The St. Petersburg Summit's central theme of growth and jobs align fully with Canada's focus on promoting growth and fiscal responsibility together, with trade openness as a key tool. Canada's first priority, as co-chair of the G20's core Framework Working Group, is to obtain a St. Petersburg Action Plan that contains a macroeconomic strategy that credibly combines short-term growth with fiscal consolidation in the medium term. Canada's second priority is to advance the implementation of the already agreed financial regulatory reforms, starting with the fundamental Basel III standards on bank capital approved at the Seoul Summit in November 2010. The third priority is liberalizing trade, through endorsements of the many major trade deals Canada is negotiating with Europe, key Pacific partners, Japan and India, and by extending the G20's anti-protectionist pledge beyond its current expiry date in 2014.

Canada's fourth priority is to combat corruption, through more enforcement of existing legislation on bribery and solicitation and more international information exchange. Canada's fifth priority is to use modest public sector money to catalyze market-based solutions to help the poor, as it did by helping pioneer the multistakeholder-sponsored AgResults initiative last year. Its sixth priority is to advance the G20's accountability for delivering its own promises and their desired results, especially as Canada is likely to rank second to only Australia as the country that complied most with the priority commitments made at the last G20 summit, in Los Cabos, Mexico, in June 2012.

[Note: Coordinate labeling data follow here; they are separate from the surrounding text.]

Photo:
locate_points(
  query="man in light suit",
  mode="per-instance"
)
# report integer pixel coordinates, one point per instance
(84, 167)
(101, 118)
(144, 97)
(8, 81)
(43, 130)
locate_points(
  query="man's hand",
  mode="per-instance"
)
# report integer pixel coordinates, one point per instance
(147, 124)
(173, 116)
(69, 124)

Canada is likely to achieve most of these understandably modest goals, to a meaningful degree. It is due to get a strong growth-first message, backed by G20 members' production of country-specific growth strategies, although credible medium-term fiscal consolidation strategies are unlikely to come from deficit- and debt-ridden Japan and the United States. On financial regulatory reform, constant pressure from G20 governors will see effective implementation of Basel III capital standards by all G20 members in the short term, paving the way for the G20 to focus on introducing leverage ratios for banks, implementing standards for globally significant insurance companies, devising those for over-the-counter derivatives and delivering the high-quality global accounting standards needed to make all other reforms work. On trade, the anti-protectionist pledge will be extended and regional and bilateral free trade agreements endorsed, but only if China and India relax their demand that getting the overdue Doha Development round finally done should be the only major thing on trade that the G20 leaders do.

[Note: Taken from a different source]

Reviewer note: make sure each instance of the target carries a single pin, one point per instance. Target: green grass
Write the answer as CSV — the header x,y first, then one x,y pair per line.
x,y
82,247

On combatting corruption Canada is likely to get some gains, as its case is backed by the Business 20 and reinforced by the important thrust on tax evasion and transparency that the G20 summit will make. On development, Canada will do well, if only because the summit seems unlikely to take more ambitious steps, even with the fast-approaching due date to complete the expensive United Nations Millennium Development Goals in 2015. And Canada will do well on its accountability agenda, as a strongly committed Australia can be counted on to follow up progress when it chairs the G20 next year.

Such success could be blown away if the Syrian issue sideswipes the St. Petersburg Summit, forcing the U.S., Canada and their allies to line up against Russia in a way reminiscent of the long-gone Cold War. But in 2006 at the first G8 summit that Russian president Vladimir Putin hosted and that Stephen Harper attended, the prime minister proved that he could help produce innovative G8-approved solutions to conflicts in the Middle East. At the most recent G8 summit in Lough Erne in June 2013, Harper, Putin and U.S. president Barack Obama proved they could find a last-minute compromise on Syria, so that the summit's centrepiece achievements on tax, trade, transparency and terrorism could proceed. And at its ministerial meeting in Ottawa in the autumn of 2001, the G20 showed it could flexibly refocus on stopping terrorism and act here in a highly unifying and effective way. Now, with leadership from the summit host, and veteran leaders such as Harper, the shock from Syria could even be mobilized and crafted to spur the St. Petersburg Summit to bigger, broader success.